Cette semaine dans l’IA : Nvidia, la Chine et la bataille du calcul

Cette semaine dans l’IA : Nvidia, la Chine et la bataille du calcul

Par LNT

Cette semaine, l’actualité de l’intelligence artificielle montre une chose très concrète : le marché entre dans une phase d’industrialisation lourde, coûteuse et politiquement sensible, loin du discours marketing des débuts.

Nvidia confirme sa position centrale dans l’IA mondiale

L’un des faits majeurs de la semaine concerne Nvidia.
Les autorités américaines ont autorisé la reprise de certaines ventes de processeurs IA avancés, notamment le H200, vers la Chine, après plusieurs mois de restrictions. Cette décision s’accompagne de nouvelles conditions commerciales, dont une taxation à l’importation pouvant atteindre 25 %.

Cette annonce a eu un impact immédiat sur les marchés financiers, avec un rebond du titre Nvidia, illustrant à quel point l’entreprise est devenue un baromètre direct de l’économie mondiale de l’IA. Nvidia reste aujourd’hui valorisée autour de 180 milliards de dollars, portée presque exclusivement par la demande en calcul pour l’intelligence artificielle.

Au-delà du matériel, Nvidia investit aussi dans l’écosystème logiciel. Cette semaine, l’entreprise a confirmé un investissement de 150 millions de dollars dans la startup Baseten, spécialisée dans l’inférence, c’est à dire l’exécution de modèles IA en production. Les analystes estiment que l’inférence pourrait représenter entre 60 et 80 % des charges de travail IA dans les prochaines années, bien devant la phase d’entraînement des modèles.

Une adoption massive, mais une rentabilité encore limitée

Côté entreprises, les chiffres révèlent un décalage important entre ambition et réalité.
Environ 74 % des organisations déclarent vouloir utiliser l’IA pour augmenter leurs revenus, mais seulement 20 % constatent aujourd’hui un impact financier mesurable. Cela signifie que l’IA est largement déployée, mais encore mal intégrée dans les chaînes de valeur.

Ce constat explique pourquoi les grandes entreprises réorientent leurs investissements vers des solutions plus ciblées, capables d’automatiser des tâches précises plutôt que de multiplier les projets expérimentaux.

Tensions géopolitiques assumées autour des puces IA

La décision américaine sur les exportations de puces a relancé les débats géopolitiques.
Le dirigeant de Anthropic a publiquement critiqué cette autorisation, comparant la vente de puces IA avancées à la Chine à une erreur stratégique majeure.

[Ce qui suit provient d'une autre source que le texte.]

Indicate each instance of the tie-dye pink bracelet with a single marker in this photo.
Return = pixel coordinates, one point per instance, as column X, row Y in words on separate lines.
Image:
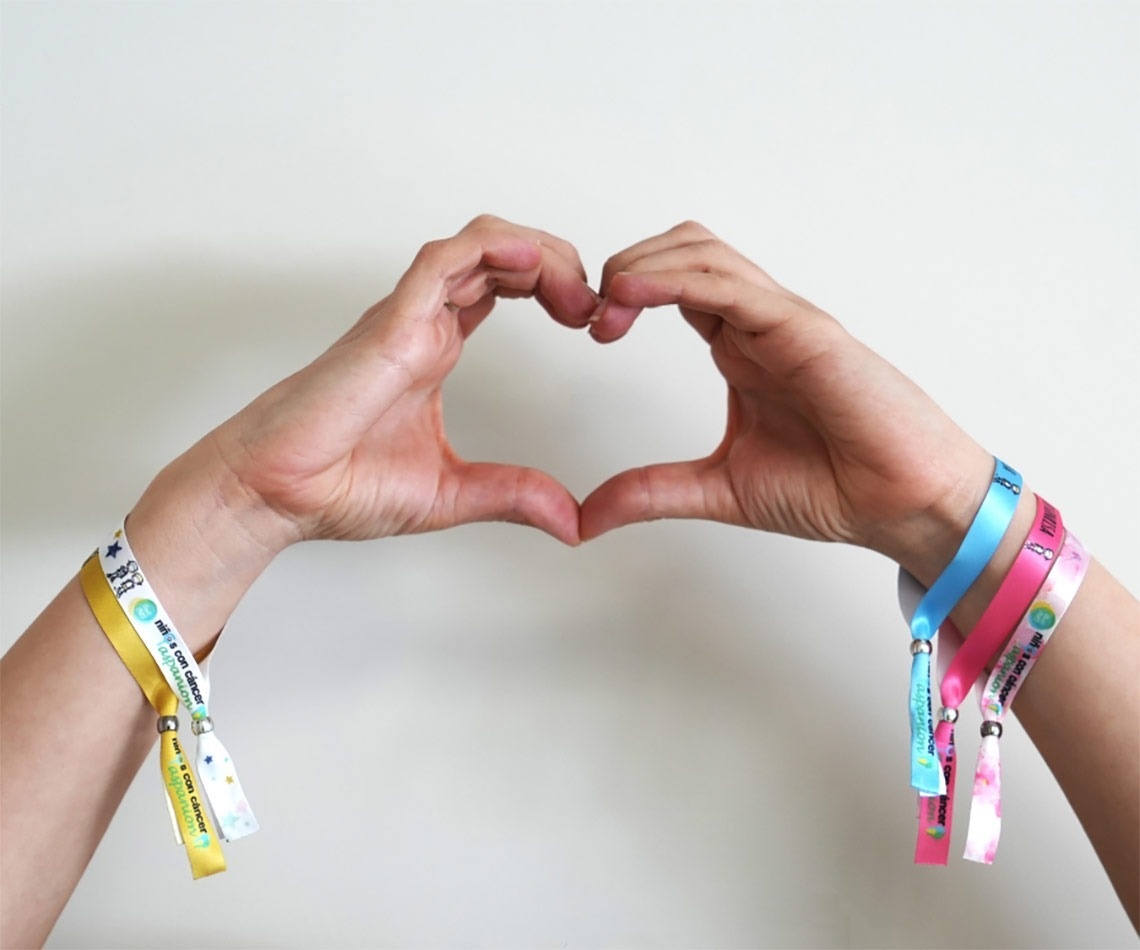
column 1024, row 579
column 1016, row 660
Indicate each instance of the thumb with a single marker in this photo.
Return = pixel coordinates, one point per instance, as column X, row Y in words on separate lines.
column 673, row 489
column 490, row 492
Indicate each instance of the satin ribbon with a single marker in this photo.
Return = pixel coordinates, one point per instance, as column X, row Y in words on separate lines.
column 185, row 678
column 977, row 547
column 1033, row 633
column 958, row 675
column 186, row 803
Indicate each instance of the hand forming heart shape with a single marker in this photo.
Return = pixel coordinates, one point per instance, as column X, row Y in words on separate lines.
column 824, row 439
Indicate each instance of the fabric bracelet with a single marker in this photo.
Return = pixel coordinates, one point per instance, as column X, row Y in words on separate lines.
column 977, row 547
column 1010, row 671
column 1024, row 579
column 161, row 638
column 194, row 827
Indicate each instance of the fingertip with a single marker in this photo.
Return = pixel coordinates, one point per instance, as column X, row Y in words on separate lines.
column 612, row 321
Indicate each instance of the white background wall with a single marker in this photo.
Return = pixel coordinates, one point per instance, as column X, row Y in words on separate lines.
column 682, row 733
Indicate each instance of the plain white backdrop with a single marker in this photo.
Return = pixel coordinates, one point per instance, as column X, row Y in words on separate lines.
column 680, row 735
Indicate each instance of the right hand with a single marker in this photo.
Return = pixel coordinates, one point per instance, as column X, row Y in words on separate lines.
column 824, row 439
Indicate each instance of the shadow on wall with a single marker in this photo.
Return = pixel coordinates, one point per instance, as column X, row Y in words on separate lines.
column 108, row 374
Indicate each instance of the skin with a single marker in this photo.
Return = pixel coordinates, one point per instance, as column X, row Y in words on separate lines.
column 823, row 440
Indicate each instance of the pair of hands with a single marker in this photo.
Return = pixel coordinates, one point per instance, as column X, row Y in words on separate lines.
column 823, row 439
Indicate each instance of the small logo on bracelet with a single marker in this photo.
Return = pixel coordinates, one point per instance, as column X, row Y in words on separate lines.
column 1004, row 482
column 1042, row 616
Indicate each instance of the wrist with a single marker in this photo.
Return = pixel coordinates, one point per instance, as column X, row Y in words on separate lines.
column 931, row 538
column 203, row 540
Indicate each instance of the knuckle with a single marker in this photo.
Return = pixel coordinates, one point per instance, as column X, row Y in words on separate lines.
column 483, row 222
column 692, row 229
column 431, row 250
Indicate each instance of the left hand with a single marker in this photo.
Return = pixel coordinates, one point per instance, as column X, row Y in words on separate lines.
column 352, row 446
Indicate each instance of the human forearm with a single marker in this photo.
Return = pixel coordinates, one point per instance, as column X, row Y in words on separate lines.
column 202, row 542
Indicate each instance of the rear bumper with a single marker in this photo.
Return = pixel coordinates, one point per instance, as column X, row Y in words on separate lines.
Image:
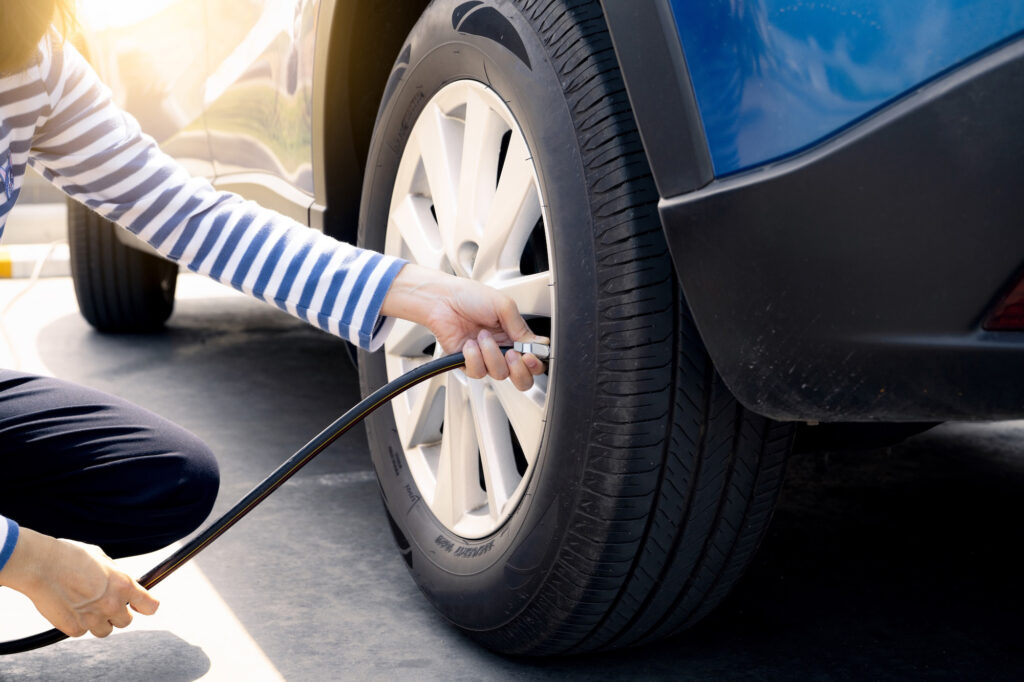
column 850, row 283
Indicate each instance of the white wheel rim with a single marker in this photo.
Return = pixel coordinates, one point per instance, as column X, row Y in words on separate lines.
column 470, row 444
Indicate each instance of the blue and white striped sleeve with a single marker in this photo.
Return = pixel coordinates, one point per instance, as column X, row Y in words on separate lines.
column 8, row 538
column 96, row 153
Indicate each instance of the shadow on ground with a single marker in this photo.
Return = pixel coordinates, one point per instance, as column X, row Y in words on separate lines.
column 127, row 655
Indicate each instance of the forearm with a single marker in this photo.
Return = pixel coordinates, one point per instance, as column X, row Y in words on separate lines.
column 9, row 534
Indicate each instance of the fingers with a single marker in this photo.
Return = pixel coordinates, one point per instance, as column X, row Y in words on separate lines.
column 122, row 619
column 484, row 357
column 512, row 322
column 493, row 357
column 101, row 630
column 141, row 600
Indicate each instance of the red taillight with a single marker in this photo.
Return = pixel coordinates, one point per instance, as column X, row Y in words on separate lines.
column 1009, row 314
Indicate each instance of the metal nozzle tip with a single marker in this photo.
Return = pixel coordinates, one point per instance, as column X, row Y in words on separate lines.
column 542, row 351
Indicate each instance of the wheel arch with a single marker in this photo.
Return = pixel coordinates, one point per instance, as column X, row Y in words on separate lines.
column 356, row 44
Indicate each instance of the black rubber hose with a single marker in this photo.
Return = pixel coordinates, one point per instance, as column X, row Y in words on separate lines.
column 265, row 487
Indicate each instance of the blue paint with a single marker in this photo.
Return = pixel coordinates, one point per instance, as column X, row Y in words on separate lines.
column 773, row 77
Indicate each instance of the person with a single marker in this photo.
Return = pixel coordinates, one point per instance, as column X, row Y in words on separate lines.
column 82, row 465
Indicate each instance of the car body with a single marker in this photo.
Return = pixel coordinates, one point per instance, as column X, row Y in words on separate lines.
column 837, row 186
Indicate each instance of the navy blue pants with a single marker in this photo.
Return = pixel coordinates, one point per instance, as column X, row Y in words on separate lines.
column 80, row 464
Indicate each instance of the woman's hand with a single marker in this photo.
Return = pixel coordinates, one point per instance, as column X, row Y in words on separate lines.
column 78, row 590
column 469, row 316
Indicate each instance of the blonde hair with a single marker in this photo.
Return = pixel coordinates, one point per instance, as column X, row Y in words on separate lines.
column 25, row 23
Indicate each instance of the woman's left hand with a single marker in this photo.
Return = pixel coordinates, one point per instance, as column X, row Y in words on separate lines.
column 469, row 316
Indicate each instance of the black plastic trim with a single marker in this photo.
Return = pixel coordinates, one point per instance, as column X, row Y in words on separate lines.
column 849, row 283
column 657, row 81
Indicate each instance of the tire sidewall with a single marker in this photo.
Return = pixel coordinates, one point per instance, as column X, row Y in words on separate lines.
column 480, row 585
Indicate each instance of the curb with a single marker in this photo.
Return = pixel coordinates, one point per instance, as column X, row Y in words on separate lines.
column 20, row 260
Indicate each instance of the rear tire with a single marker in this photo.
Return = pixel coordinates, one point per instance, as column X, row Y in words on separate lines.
column 119, row 289
column 652, row 486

Cette prise de position illustre la montée des inquiétudes autour de la diffusion de technologies considérées comme critiques.

De son côté, la Chine accélère ses investissements dans des solutions locales, à la fois sur les semi-conducteurs et sur les modèles de langage, avec un objectif clair d’autonomie technologique à moyen terme.

Alliances industrielles et concentration du marché

Sur le plan industriel, la semaine a aussi été marquée par la consolidation d’alliances stratégiques.
Microsoft, Nvidia et Anthropic renforcent leurs coopérations autour du cloud Azure, de la fourniture de puissance de calcul et du déploiement de modèles IA à grande échelle. Ces accords représentent plusieurs dizaines de milliards de dollars d’engagements cumulés sur plusieurs années.

Cette concentration pose un problème structurel : une part croissante de l’innovation et de l’accès au calcul est désormais contrôlée par un nombre très restreint d’acteurs.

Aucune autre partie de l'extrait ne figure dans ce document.